Tudo na vida, incluindo a vida em si mesma, é um dom. Os dons, só se têm quando se dão e perdem-se quando não se partilham e exercitam. Como o dom de cantar, o dom de pintar, de escrever, jogar futebol aumentam quando exercitados e partilhados, assim o dom da fé. Aquele que não exercita os seus dons, como sugere a parábola dos talentos, perde o pouco que tem.

Pela Missão “Ad Gentes” a Igreja está chamada a sair de si mesma, a deixar a zona de conforto de passivamente pastorear as 99 e partir, como pescador ou caçador, em busca da ovelha perdida, enfrentando os perigos e os riscos de ir como cordeiro para um mundo de lobos.
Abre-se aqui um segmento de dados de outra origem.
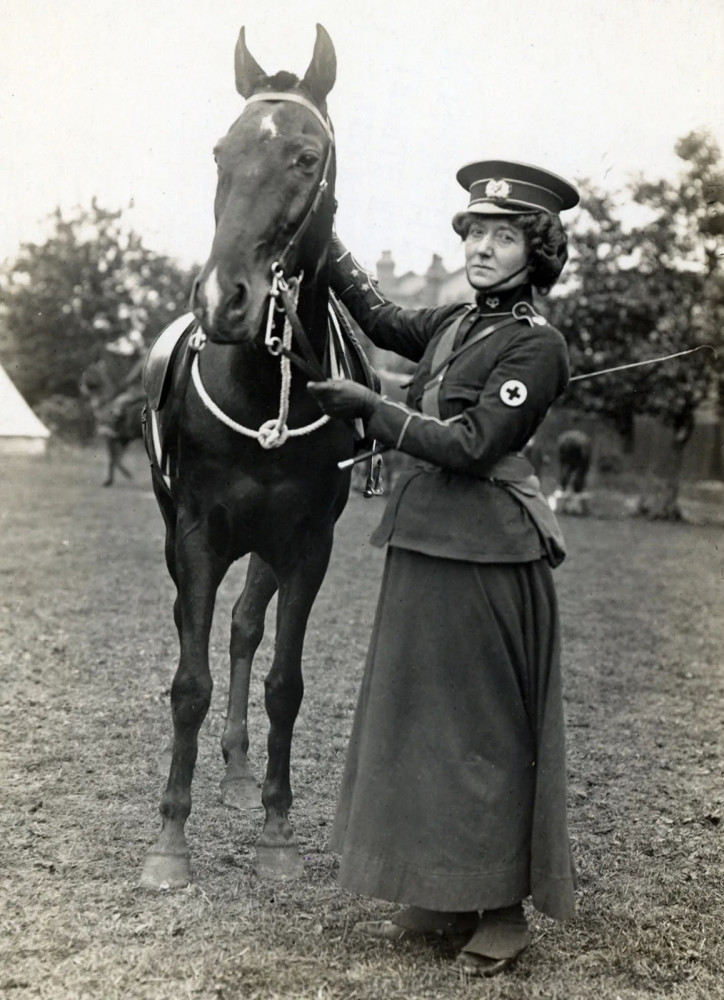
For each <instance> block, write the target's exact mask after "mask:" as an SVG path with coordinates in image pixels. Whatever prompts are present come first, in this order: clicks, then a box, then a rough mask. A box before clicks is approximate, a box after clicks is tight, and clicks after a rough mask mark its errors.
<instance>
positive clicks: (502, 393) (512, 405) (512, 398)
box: [500, 378, 528, 406]
mask: <svg viewBox="0 0 724 1000" xmlns="http://www.w3.org/2000/svg"><path fill="white" fill-rule="evenodd" d="M500 398H501V399H502V401H503V402H504V403H505V405H506V406H521V405H522V404H523V403H524V402H525V401H526V399H527V398H528V390H527V389H526V387H525V384H524V383H523V382H521V381H520V380H519V379H517V378H510V379H508V381H507V382H503V384H502V385H501V387H500Z"/></svg>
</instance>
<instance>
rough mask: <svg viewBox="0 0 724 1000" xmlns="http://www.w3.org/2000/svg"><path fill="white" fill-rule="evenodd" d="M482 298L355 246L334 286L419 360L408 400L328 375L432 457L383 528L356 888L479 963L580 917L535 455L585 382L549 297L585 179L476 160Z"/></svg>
mask: <svg viewBox="0 0 724 1000" xmlns="http://www.w3.org/2000/svg"><path fill="white" fill-rule="evenodd" d="M457 177H458V180H459V182H460V184H461V185H462V186H463V187H464V188H465V189H466V191H469V195H470V197H469V204H468V206H467V208H466V209H465V210H464V211H462V212H460V213H458V214H457V215H456V216H455V217H454V219H453V227H454V228H455V231H456V232H457V233H458V234H459V235H460V236H461V237H462V240H463V243H464V248H465V266H466V271H467V277H468V280H469V281H470V284H471V285H472V287H473V288H474V289H475V293H476V298H475V302H474V304H468V305H451V306H443V307H440V308H432V309H420V310H410V309H403V308H400V307H398V306H396V305H394V304H392V303H391V302H389V301H388V300H386V299H385V298H384V297H383V296H382V295H381V294H380V293H379V291H378V290H377V289H376V287H375V284H374V281H373V280H372V279H371V276H370V275H369V274H368V273H367V272H366V271H365V270H364V269H363V268H362V267H361V266H360V265H359V264H358V263H357V262H356V261H355V260H354V258H353V257H352V256H351V255H350V253H349V252H348V251H347V250H346V249H345V248H344V246H343V245H342V244H341V243H340V242H339V241H338V240H337V239H336V238H335V240H334V241H333V249H332V253H333V257H334V260H333V264H332V287H333V289H334V291H335V292H336V293H337V294H338V296H339V297H340V298H341V300H342V302H343V303H344V304H345V306H346V307H347V308H348V309H349V311H350V312H351V314H352V316H353V317H354V318H355V320H356V321H357V322H358V323H359V324H360V326H361V328H362V329H363V331H364V332H365V333H366V334H367V336H368V337H369V338H370V340H371V341H372V342H373V343H374V344H376V345H377V346H379V347H381V348H383V349H385V350H392V351H396V352H397V353H398V354H400V355H402V356H403V357H405V358H408V359H410V360H411V361H413V362H415V363H416V364H417V368H416V370H415V374H414V377H413V379H412V383H411V385H410V388H409V391H408V395H407V401H406V403H401V402H396V401H393V400H388V399H385V398H384V397H381V396H379V395H377V394H375V393H374V392H371V391H370V390H369V389H366V388H364V387H362V386H359V385H357V384H356V383H353V382H349V381H345V380H341V381H325V382H312V383H309V385H308V389H309V391H310V392H311V393H312V394H313V395H314V397H315V398H316V399H317V401H318V402H319V404H320V406H321V407H322V409H323V410H324V411H325V412H326V413H328V414H331V415H332V416H334V417H339V418H341V419H345V420H346V419H351V418H357V417H361V418H362V419H363V420H364V422H365V424H366V431H367V434H368V435H369V436H370V437H372V438H374V439H376V440H377V441H378V442H380V443H381V444H382V445H384V446H387V447H390V448H394V449H397V450H400V451H403V452H406V453H407V454H408V455H411V456H413V457H414V458H415V459H417V462H416V464H415V465H414V467H413V468H411V469H410V470H408V471H406V472H404V473H402V474H401V475H400V477H399V479H398V481H397V483H396V485H395V487H394V490H393V492H392V494H391V495H390V498H389V500H388V503H387V505H386V509H385V512H384V516H383V518H382V522H381V524H380V525H379V527H378V528H377V529H376V531H375V533H374V534H373V536H372V542H373V544H375V545H378V546H384V545H386V546H387V555H386V562H385V569H384V575H383V579H382V584H381V591H380V595H379V601H378V606H377V612H376V617H375V622H374V626H373V633H372V637H371V642H370V647H369V652H368V656H367V662H366V667H365V672H364V677H363V680H362V685H361V691H360V695H359V702H358V705H357V710H356V714H355V719H354V724H353V729H352V734H351V739H350V745H349V749H348V754H347V759H346V766H345V771H344V777H343V781H342V786H341V791H340V797H339V802H338V806H337V813H336V819H335V823H334V827H333V832H332V837H331V844H330V846H331V849H332V850H334V851H336V852H338V853H339V854H340V855H341V859H340V870H339V881H340V883H341V885H342V886H344V887H346V888H347V889H349V890H351V891H353V892H356V893H362V894H365V895H367V896H371V897H376V898H381V899H385V900H390V901H394V902H396V903H399V904H401V906H400V909H399V910H398V911H397V912H396V913H395V914H394V915H393V916H392V917H391V919H381V920H372V921H365V922H361V923H359V924H357V930H358V931H359V932H360V933H363V934H366V935H368V936H371V937H375V938H384V939H393V940H400V939H404V938H408V937H411V936H418V935H419V936H428V935H434V936H438V935H451V936H453V937H454V938H456V939H458V940H459V941H460V942H462V948H461V950H460V952H459V954H458V955H457V957H456V959H455V961H456V963H457V965H458V966H459V967H461V968H462V969H463V970H464V971H465V972H466V973H468V974H470V975H478V976H491V975H495V974H496V973H498V972H501V971H503V970H504V969H506V968H507V967H508V966H509V965H511V963H512V962H514V961H515V959H516V958H517V957H518V956H519V955H520V954H521V953H522V952H523V951H524V950H525V948H526V947H527V946H528V944H529V939H530V934H529V929H528V925H527V921H526V916H525V913H524V909H523V901H524V900H526V898H527V897H529V896H530V897H532V903H533V906H535V907H536V908H537V909H538V910H540V911H542V912H543V913H546V914H548V915H549V916H550V917H553V918H557V919H562V918H566V917H570V916H572V915H573V913H574V888H575V874H574V866H573V862H572V858H571V851H570V846H569V838H568V830H567V817H566V763H565V746H564V718H563V704H562V694H561V669H560V642H559V620H558V610H557V603H556V594H555V590H554V585H553V579H552V573H551V570H552V568H553V567H555V566H556V565H558V564H559V563H560V562H561V560H562V559H563V558H564V554H565V552H564V544H563V539H562V537H561V534H560V531H559V529H558V525H557V523H556V521H555V517H554V515H553V514H552V513H551V511H550V509H549V508H548V506H547V504H546V502H545V499H544V498H543V497H542V495H541V493H540V486H539V483H538V480H537V478H536V477H535V475H534V474H533V470H532V467H531V466H530V463H529V462H528V461H527V459H525V458H524V457H523V456H522V454H520V453H521V452H522V450H523V448H524V447H525V445H526V442H528V441H529V439H530V438H531V437H532V436H533V434H534V433H535V431H536V428H537V427H538V426H539V425H540V423H541V421H542V420H543V418H544V417H545V415H546V413H547V411H548V409H549V407H550V406H551V404H552V403H553V402H554V401H555V399H556V398H557V397H558V396H559V395H560V394H561V393H562V392H563V390H564V389H565V388H566V385H567V382H568V377H569V375H568V356H567V350H566V344H565V342H564V340H563V337H562V336H561V334H560V333H559V332H558V331H557V330H555V329H553V328H552V327H551V326H550V325H549V324H548V323H547V322H546V320H545V319H544V318H543V317H542V316H541V315H539V313H538V312H537V311H536V309H535V308H534V306H533V301H532V293H533V289H534V288H535V289H537V290H538V292H540V293H542V294H545V293H547V292H548V291H549V289H550V288H551V287H552V286H553V284H554V283H555V282H556V280H557V278H558V276H559V275H560V273H561V270H562V268H563V266H564V264H565V261H566V259H567V249H566V236H565V232H564V230H563V226H562V224H561V221H560V218H559V213H560V212H561V211H563V210H565V209H569V208H571V207H573V206H574V205H576V204H577V202H578V194H577V192H576V190H575V188H573V187H572V185H570V184H569V183H568V182H567V181H565V180H563V179H562V178H560V177H557V176H556V175H554V174H552V173H550V172H549V171H546V170H543V169H540V168H538V167H533V166H529V165H526V164H521V163H512V162H507V161H502V160H494V161H491V160H487V161H483V162H476V163H472V164H469V165H468V166H465V167H463V168H462V169H461V170H460V171H459V172H458V175H457Z"/></svg>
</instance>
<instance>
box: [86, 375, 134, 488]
mask: <svg viewBox="0 0 724 1000" xmlns="http://www.w3.org/2000/svg"><path fill="white" fill-rule="evenodd" d="M129 374H130V375H133V371H130V372H125V373H124V375H125V378H122V379H120V381H119V380H118V378H117V377H115V376H116V375H117V373H116V371H115V370H114V368H113V367H112V366H110V365H108V364H107V362H106V359H105V358H102V359H101V360H100V361H96V362H94V363H93V364H91V365H89V366H88V367H87V368H86V369H85V371H84V372H83V375H82V377H81V382H80V392H81V396H82V397H83V398H84V399H85V400H86V401H87V403H88V405H89V407H90V409H91V412H92V414H93V419H94V421H95V426H96V433H97V434H98V436H99V437H101V438H103V440H104V441H105V444H106V453H107V459H108V464H107V468H106V478H105V479H104V480H103V485H104V486H112V485H113V482H114V479H115V474H116V472H120V473H122V474H123V475H124V476H125V477H126V479H132V478H133V476H132V474H131V471H130V469H127V468H126V466H125V465H124V464H123V456H124V455H125V453H126V450H127V448H128V446H129V444H131V443H132V442H133V441H140V439H141V436H142V415H143V403H144V399H143V389H142V386H141V373H140V369H139V370H138V374H137V377H136V378H135V379H133V378H131V379H130V380H128V375H129Z"/></svg>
Motivam e inspiram os missionários, de todos os tempos, o zelo do grande apóstolo Paulo que tinha como objectivo levar o evangelho até aos confins do mundo do seu tempo, a Espanha, e o zelo de São Francisco Xavier, que levou o evangelho até ao fim das suas forças às portas da China, onde faleceu.

Ásia, nova fronteira da Missão
Passaram dois mil anos depois de Cristo nos ter enviado pelo mundo inteiro, a anunciar o evangelho a toda a criatura; e se bem que evangelizamos a Africa e a América, a maior parte das pessoas da Ásia, o continente mais extenso deste planeta, ainda não foi exposta à luz de Cristo. Estamos longe de poder dizer missão cumprida, pelo que, mãos à obra, não podemos cruzar os braços.

Fiz-me judeu com os judeus, para ganhar os judeus; (…) com os que estão sujeitos à Lei, comportei-me como se estivesse sujeito à Lei (…) com os que vivem sem a Lei, fiz-me como um sem Lei (…) para ganhar os que vivem sem a Lei. (…) Fiz-me tudo para todos, para salvar alguns a qualquer custo. E tudo faço por causa do Evangelho. 1.ª Coríntios 9, 20-23

Na Ásia, especialmente no Japão e na China, mas também na Índia a Igreja não soube imitar o grande apostolo Paulo, que conseguiu purgar o Cristianismo do judaísmo fazendo-o mais credível para os gentios do seu tempo.

O Jesuíta Mateo Ricci foi um verdadeiro seguidor de São Paulo no seu esforço de purgar o Evangelho da cultura ocidental para o versar na cultura chinesa. Mas como outrora, no tempo de São Paulo, os fundamentalistas da comunidade de Jerusalém tentaram obstaculizar o seu esforço de inculturação do evangelho na cultura greco-romana, mas não foram bem-sucedidos, os de Roma no tempo de Mateo Ricci fizeram o mesmo e por desgraça, foram bem-sucedidos.

Eis aqui o nosso calcanhar de Aquiles. Foi fácil a Missão na América, porque ante uma cultura primitiva, um pouco pela espada, outro pouco pela cruz, o evangelho foi mais imposto que proposto. Na Africa, a Missão triunfou porque ia de mãos dadas com o progresso material: escolas, clínicas, luta contra a fome etc… nos tempos da fome na Etiópia, a Igreja Ortodoxa Copta chegou a acusar-nos de comprarmos prosélitos com farinha.

Na Ásia embatemos contra uma cultura diferente, em nada inferior à nossa, e não tivemos nem a valentia de São Paulo, para inculturar o cristianismo no mundo pagão do seu tempo, nem a sabedoria dos padres da Igreja, para inculturar o cristianismo na cultura superior greco-romana que reinava na Europa do tempo.

Ainda estamos a tempo de fazer da Igreja mais universal, quanto à diversidade de culturas, e não esperar que o mundo se vá ocidentalizando cada vez mais.

Como dizia o maior teólogo do século passado, Karl Rahner, Deus na sua infinita misericórdia salvará todos aqueles que, sem culpa própria, não tiveram a oportunidade de conhecer a Cristo e o seu evangelho; mas salvar-nos-emos nós, que tínhamos o dever de lho anunciar?